Y entonces vuelven a aparecer, en pleno siglo XXI, esas sonrisas ancladas como la de Mona Lisa. Puede ser que sin lavadoras y tomando brunch los domingos pero en el mismo mundo en el que Mona Lisa continúa confundiendo con su rostro. El mundo que permite que todas esas chicas que llenan las universidades de nuestro país con talento, las que querían llenarse sus botas de periodista de barro, ahora apuesten por un ropaje de oficina que las atrapa y por una vida de cartón cerca de los sueños de un amor que no es el propio. A la vieja usanza. Dejando de vivir su juventud, de explorar su intelecto, su cuerpo, su energía, por cumplir las promesas de una vida que se suponía que iba a ser romántica y que ahora encarcela una sonrisa triste más. Esas niñas que se dicen unas a otras, consolándose como la sociedad no lo hace «Cambia tu vida porque no es normal que siempre tengas frío». Por todas esas miradas maquilladas con ojeras desoladoras a las que les sigue un tono bajo de voz «A pesar de todo, me quiere». Por todos esos padres que ya no les dicen a sus hijas «Tendrás que casarte con ese muchacho», pero que continúan ante cualquier indicio de sueño loco por cumplir: « ¿Tú estás segura de eso?», en lugar de un «Te apoyaré», como se apoyó a Shakespeare a triunfar sobre las tablas.

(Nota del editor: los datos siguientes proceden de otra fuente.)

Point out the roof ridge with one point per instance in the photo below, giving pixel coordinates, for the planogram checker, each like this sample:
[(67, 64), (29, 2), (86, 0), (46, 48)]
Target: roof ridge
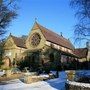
[(39, 25)]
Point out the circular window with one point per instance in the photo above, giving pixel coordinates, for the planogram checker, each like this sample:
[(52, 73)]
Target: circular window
[(35, 39)]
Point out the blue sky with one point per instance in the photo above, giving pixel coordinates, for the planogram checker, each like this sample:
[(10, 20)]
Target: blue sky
[(53, 14)]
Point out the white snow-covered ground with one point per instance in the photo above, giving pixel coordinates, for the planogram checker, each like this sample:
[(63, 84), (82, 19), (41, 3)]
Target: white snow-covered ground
[(54, 84)]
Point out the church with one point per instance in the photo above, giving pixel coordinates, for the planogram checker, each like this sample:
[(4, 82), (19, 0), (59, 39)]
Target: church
[(41, 46)]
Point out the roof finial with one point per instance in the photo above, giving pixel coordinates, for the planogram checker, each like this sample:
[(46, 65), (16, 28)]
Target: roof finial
[(10, 34), (61, 33), (35, 19)]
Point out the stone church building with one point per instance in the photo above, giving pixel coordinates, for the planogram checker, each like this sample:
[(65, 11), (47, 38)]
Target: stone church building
[(42, 40)]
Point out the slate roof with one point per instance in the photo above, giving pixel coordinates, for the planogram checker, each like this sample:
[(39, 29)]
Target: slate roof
[(55, 38), (19, 41), (81, 52)]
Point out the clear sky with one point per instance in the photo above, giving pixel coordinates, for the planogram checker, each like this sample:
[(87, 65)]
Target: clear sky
[(56, 15)]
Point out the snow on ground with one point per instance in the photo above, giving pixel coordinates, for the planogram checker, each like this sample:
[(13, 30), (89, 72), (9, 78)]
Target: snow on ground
[(53, 84), (79, 84)]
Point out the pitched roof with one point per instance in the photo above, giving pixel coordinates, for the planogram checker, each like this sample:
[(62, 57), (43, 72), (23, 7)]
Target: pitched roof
[(81, 52), (18, 41), (55, 38)]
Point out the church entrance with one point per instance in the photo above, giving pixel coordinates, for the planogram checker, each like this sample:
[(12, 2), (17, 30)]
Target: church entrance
[(35, 60)]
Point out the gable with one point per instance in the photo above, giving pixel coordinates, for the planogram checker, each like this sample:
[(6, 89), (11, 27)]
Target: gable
[(35, 31)]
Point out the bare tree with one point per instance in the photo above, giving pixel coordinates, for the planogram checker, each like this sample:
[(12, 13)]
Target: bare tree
[(7, 14), (82, 28)]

Entonces, ¿Cómo se supone que debo ver yo a Mona Lisa?¿Qué se supone que debo encontrar en su mirada, curiosa donde las haya, cuando la sociedad que la mira, a lo largo de los siglos, tolera e incentiva las sonrisas tristes? Cómo se supone que mi estado de ánimo puede salvar su tristeza si lleva anclada en un cuadro desde que nació; sin poder hablar por ella misma; sin poder estirar las piernas; sin poder decidir si quería o no estar triste; sin poder decidir si quería o no ser promiscua o casada o estar embaraza. ¿Cómo se supone que puedo salvar yo a Mona Lisa de la seriedad eterna si no hay mundo real capaz de ofrecerle un motivo por el que la curva de sus labios sea sincera? ¿Cómo puedo hacerle sentir plena si desconozco sus sueños? No aparecen en el cuadro. Quizá nunca nadie los quiso ver. Te prometo, Mona Lisa, que no hay nada que me gustara más que escucharte reír a carcajadas.